ECLI:NL:RBDHA:2025:263
Rechtbank Den Haag
- Eerste aanleg - enkelvoudig
- Rechtspraak.nl
Niet-ontvankelijkheid van beroep tegen plaatsingsbesluit en vrijheidsbeperkende maatregel van asielzoeker
In deze zaak heeft de Rechtbank Den Haag op 9 januari 2025 uitspraak gedaan in een geschil tussen een Syrische asielzoeker en het Centraal Orgaan opvang asielzoekers (COa) en de minister van Asiel en Migratie.

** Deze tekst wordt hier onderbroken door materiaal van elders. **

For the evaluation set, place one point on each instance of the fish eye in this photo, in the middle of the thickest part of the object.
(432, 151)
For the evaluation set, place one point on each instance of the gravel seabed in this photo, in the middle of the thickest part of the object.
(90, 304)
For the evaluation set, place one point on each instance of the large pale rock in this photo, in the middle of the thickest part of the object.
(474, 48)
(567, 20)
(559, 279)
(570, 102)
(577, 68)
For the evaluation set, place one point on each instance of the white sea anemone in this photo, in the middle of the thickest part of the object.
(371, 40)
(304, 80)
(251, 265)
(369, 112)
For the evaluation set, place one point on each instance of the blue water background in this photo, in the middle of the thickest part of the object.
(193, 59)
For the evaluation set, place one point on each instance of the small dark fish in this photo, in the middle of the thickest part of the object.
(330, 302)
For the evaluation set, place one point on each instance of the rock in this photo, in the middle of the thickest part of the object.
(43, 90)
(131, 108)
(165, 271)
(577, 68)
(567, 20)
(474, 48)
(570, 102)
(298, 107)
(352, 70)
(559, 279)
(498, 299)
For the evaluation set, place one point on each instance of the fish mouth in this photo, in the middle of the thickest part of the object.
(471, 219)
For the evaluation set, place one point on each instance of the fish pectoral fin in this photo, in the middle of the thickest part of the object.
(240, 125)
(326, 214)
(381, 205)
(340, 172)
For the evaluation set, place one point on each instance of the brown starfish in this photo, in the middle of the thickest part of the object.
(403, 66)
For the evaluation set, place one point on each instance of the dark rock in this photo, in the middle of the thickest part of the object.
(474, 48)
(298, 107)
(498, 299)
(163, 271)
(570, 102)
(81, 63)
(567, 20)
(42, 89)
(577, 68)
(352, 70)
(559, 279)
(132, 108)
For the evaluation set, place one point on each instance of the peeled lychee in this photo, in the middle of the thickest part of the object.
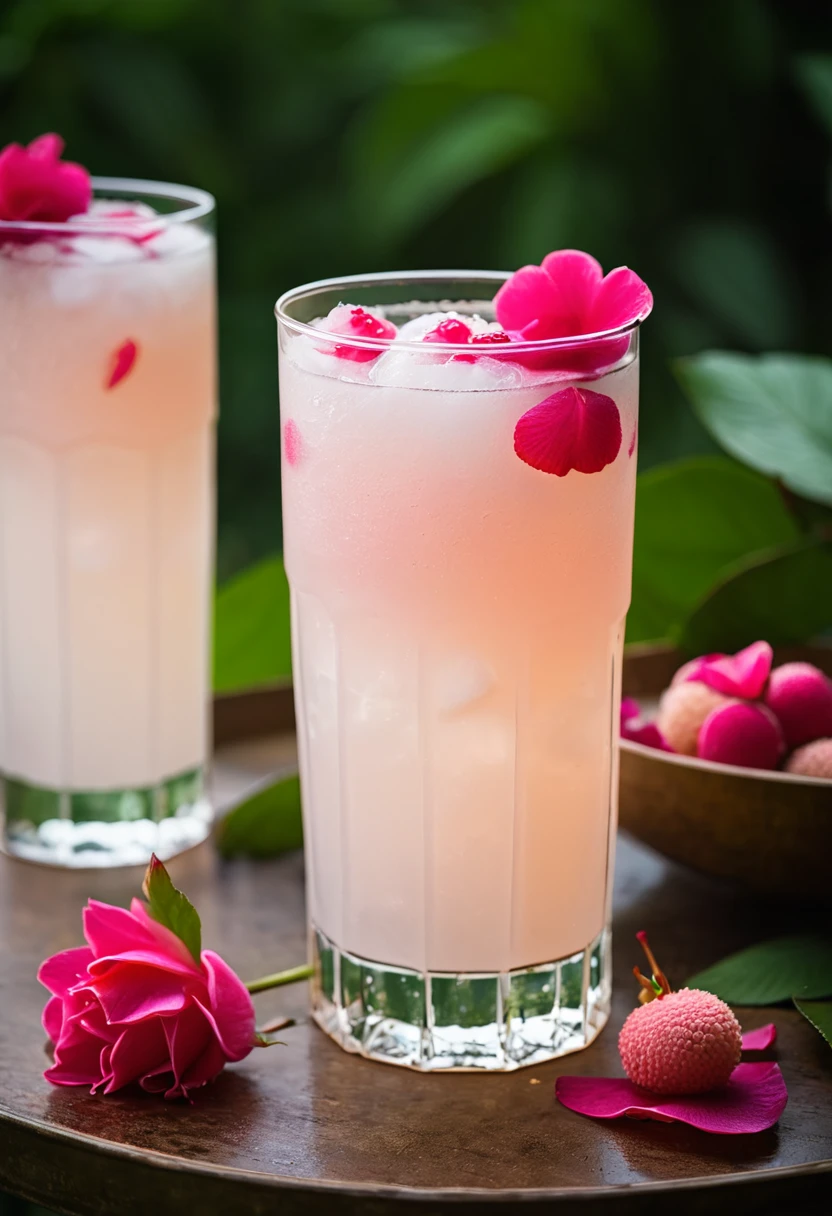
(682, 710)
(681, 1042)
(813, 760)
(743, 735)
(800, 697)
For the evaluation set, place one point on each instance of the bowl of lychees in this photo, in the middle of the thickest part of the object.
(726, 764)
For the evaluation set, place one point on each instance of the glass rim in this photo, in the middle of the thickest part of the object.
(197, 202)
(490, 277)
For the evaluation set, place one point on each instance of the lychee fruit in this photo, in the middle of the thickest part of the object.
(682, 709)
(811, 760)
(743, 674)
(800, 697)
(679, 1042)
(743, 735)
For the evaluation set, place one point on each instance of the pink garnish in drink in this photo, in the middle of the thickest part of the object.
(573, 428)
(451, 332)
(37, 185)
(489, 338)
(122, 362)
(352, 319)
(292, 443)
(569, 296)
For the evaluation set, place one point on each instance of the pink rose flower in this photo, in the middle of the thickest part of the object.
(568, 296)
(135, 1006)
(37, 185)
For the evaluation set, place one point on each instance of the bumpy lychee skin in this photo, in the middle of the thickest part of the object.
(682, 1042)
(742, 733)
(813, 760)
(682, 710)
(800, 696)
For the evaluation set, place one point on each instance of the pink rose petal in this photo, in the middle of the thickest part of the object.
(753, 1101)
(35, 185)
(759, 1040)
(231, 1008)
(565, 298)
(122, 362)
(127, 996)
(574, 428)
(63, 970)
(743, 674)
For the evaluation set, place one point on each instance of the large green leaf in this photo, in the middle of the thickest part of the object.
(265, 825)
(819, 1013)
(170, 907)
(783, 596)
(771, 972)
(771, 411)
(693, 521)
(252, 636)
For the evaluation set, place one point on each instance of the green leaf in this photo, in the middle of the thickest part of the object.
(783, 596)
(771, 972)
(819, 1013)
(737, 276)
(252, 639)
(771, 411)
(693, 521)
(170, 907)
(814, 73)
(473, 142)
(264, 826)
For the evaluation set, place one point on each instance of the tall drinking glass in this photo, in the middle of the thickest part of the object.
(107, 411)
(457, 628)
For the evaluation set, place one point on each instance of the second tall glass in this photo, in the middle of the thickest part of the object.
(457, 630)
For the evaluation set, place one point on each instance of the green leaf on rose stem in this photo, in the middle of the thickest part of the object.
(264, 826)
(770, 411)
(819, 1013)
(783, 596)
(252, 632)
(771, 972)
(170, 907)
(695, 518)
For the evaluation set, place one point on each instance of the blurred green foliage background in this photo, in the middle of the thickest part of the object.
(339, 136)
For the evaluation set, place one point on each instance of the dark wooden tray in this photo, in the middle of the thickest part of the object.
(307, 1129)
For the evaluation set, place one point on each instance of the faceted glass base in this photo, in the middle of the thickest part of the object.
(440, 1022)
(112, 827)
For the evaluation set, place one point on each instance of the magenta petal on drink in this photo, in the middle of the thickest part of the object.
(35, 185)
(759, 1040)
(753, 1101)
(574, 428)
(567, 297)
(743, 674)
(121, 362)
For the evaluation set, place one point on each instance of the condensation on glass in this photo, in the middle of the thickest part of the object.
(107, 414)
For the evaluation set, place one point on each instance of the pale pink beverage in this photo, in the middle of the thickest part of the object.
(107, 359)
(457, 626)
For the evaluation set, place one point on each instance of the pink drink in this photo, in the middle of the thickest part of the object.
(459, 620)
(107, 358)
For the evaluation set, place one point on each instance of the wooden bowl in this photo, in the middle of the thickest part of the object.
(769, 831)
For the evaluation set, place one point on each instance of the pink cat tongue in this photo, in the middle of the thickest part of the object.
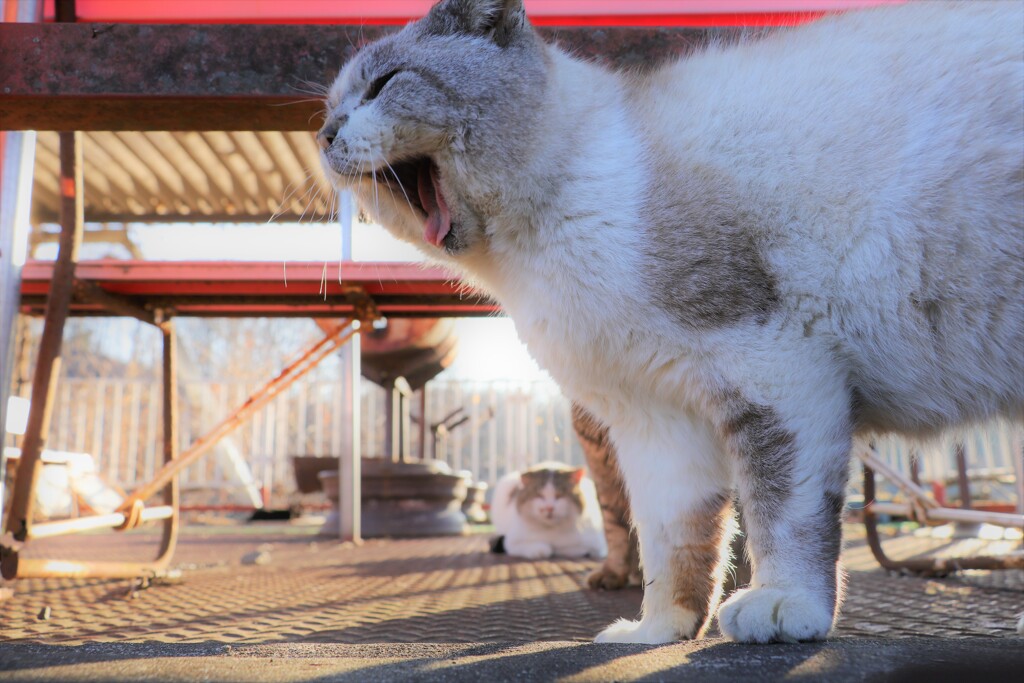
(438, 217)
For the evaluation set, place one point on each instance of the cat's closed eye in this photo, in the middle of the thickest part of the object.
(378, 85)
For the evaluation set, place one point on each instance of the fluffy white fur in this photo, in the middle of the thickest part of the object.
(548, 525)
(876, 155)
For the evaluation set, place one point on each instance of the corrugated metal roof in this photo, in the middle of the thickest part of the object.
(235, 176)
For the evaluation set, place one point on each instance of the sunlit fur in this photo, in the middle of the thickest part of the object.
(743, 263)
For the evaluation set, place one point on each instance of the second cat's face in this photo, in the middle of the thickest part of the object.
(421, 124)
(550, 497)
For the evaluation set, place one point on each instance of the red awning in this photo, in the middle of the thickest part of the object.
(542, 12)
(260, 289)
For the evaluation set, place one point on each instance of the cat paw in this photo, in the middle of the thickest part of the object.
(606, 579)
(773, 614)
(649, 632)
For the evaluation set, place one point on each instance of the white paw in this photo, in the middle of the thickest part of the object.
(774, 614)
(649, 631)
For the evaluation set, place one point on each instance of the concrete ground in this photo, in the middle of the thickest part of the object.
(273, 603)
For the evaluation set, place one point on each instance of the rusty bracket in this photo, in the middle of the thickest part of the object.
(364, 307)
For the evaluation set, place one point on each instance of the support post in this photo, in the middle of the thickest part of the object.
(962, 477)
(350, 458)
(169, 538)
(48, 361)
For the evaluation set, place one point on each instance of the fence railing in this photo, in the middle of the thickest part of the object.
(510, 425)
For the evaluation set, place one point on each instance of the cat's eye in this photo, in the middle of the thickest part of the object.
(378, 85)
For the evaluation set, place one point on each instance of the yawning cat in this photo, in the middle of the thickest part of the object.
(740, 262)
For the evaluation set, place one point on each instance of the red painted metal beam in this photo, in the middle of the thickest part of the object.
(542, 12)
(259, 289)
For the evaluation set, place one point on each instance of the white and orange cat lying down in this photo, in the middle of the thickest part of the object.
(549, 510)
(743, 262)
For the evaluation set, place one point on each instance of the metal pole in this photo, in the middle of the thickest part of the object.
(962, 477)
(298, 369)
(170, 385)
(48, 361)
(350, 458)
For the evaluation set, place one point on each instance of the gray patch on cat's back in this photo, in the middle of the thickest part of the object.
(705, 266)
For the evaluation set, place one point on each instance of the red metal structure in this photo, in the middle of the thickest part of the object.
(256, 289)
(542, 12)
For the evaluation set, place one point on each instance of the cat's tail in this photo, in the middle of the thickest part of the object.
(498, 545)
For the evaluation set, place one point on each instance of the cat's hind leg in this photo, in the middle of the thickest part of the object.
(678, 481)
(792, 475)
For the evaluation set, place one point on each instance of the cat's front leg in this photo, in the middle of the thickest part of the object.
(792, 475)
(678, 481)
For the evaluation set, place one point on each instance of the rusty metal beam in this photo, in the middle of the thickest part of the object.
(169, 537)
(299, 368)
(209, 77)
(44, 382)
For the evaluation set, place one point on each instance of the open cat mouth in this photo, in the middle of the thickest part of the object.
(417, 180)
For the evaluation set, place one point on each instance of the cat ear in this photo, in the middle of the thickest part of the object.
(500, 19)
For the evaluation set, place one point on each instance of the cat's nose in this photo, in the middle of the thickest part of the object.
(327, 134)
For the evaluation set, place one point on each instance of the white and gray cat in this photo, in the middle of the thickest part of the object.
(742, 262)
(550, 510)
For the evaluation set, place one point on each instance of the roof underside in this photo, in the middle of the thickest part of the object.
(237, 176)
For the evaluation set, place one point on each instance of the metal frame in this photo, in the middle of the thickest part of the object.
(133, 511)
(925, 510)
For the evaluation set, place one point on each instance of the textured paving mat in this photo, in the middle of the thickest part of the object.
(420, 591)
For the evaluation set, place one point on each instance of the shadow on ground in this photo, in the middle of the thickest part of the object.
(712, 659)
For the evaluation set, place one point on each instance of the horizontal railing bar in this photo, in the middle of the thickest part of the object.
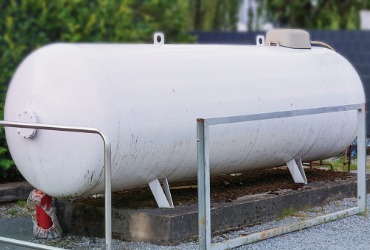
(281, 114)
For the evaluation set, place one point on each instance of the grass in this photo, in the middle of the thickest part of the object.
(289, 211)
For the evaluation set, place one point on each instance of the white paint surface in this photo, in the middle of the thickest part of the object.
(147, 98)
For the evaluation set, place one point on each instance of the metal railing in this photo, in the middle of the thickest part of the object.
(204, 215)
(107, 177)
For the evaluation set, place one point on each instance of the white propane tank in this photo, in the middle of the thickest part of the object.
(146, 98)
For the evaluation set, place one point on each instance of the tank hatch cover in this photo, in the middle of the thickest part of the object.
(290, 38)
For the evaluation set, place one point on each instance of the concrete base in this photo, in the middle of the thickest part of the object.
(171, 226)
(15, 191)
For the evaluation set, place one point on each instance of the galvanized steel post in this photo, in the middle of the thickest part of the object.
(204, 175)
(361, 158)
(107, 175)
(204, 223)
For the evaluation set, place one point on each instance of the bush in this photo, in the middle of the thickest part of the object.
(28, 24)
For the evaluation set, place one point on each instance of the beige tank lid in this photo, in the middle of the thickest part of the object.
(291, 38)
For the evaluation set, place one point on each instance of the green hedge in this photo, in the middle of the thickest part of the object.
(28, 24)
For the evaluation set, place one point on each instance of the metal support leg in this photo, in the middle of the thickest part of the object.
(361, 159)
(162, 197)
(204, 200)
(108, 196)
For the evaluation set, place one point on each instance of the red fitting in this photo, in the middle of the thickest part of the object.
(43, 219)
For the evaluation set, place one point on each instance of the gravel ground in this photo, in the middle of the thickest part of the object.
(348, 233)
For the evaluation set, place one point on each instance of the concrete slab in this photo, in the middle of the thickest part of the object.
(171, 226)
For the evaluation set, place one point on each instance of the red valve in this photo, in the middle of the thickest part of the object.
(43, 219)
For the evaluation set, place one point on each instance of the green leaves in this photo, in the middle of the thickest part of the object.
(318, 14)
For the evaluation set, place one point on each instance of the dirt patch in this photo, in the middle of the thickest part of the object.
(224, 188)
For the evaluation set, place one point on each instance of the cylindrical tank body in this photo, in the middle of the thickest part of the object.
(147, 98)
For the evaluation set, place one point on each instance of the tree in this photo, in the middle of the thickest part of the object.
(315, 14)
(208, 15)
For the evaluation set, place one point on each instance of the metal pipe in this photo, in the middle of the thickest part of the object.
(204, 212)
(107, 166)
(27, 244)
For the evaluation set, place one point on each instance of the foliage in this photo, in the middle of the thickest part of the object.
(289, 211)
(208, 15)
(315, 14)
(28, 24)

De asielzoeker had beroep ingesteld tegen een besluit van het COa om hem te plaatsen in een Handhavings- en Toezichtlocatie (HTL) en tegen een vrijheidsbeperkende maatregel die door de minister was opgelegd. De rechtbank heeft vastgesteld dat de asielzoeker met onbekende bestemming is vertrokken en dat zijn gemachtigde geen contact meer met hem heeft. Hierdoor heeft de rechtbank geoordeeld dat de asielzoeker geen procesbelang meer heeft bij de beoordeling van zijn beroepen. De rechtbank heeft de beroepen daarom niet-ontvankelijk verklaard, wat betekent dat er geen inhoudelijke beoordeling van de bestreden besluiten heeft plaatsgevonden. De minister hoeft geen proceskosten te vergoeden. De uitspraak is openbaar gemaakt en partijen zijn op de hoogte gesteld van de mogelijkheid tot hoger beroep tegen het plaatsingsbesluit, maar niet tegen de vrijheidsbeperkende maatregel.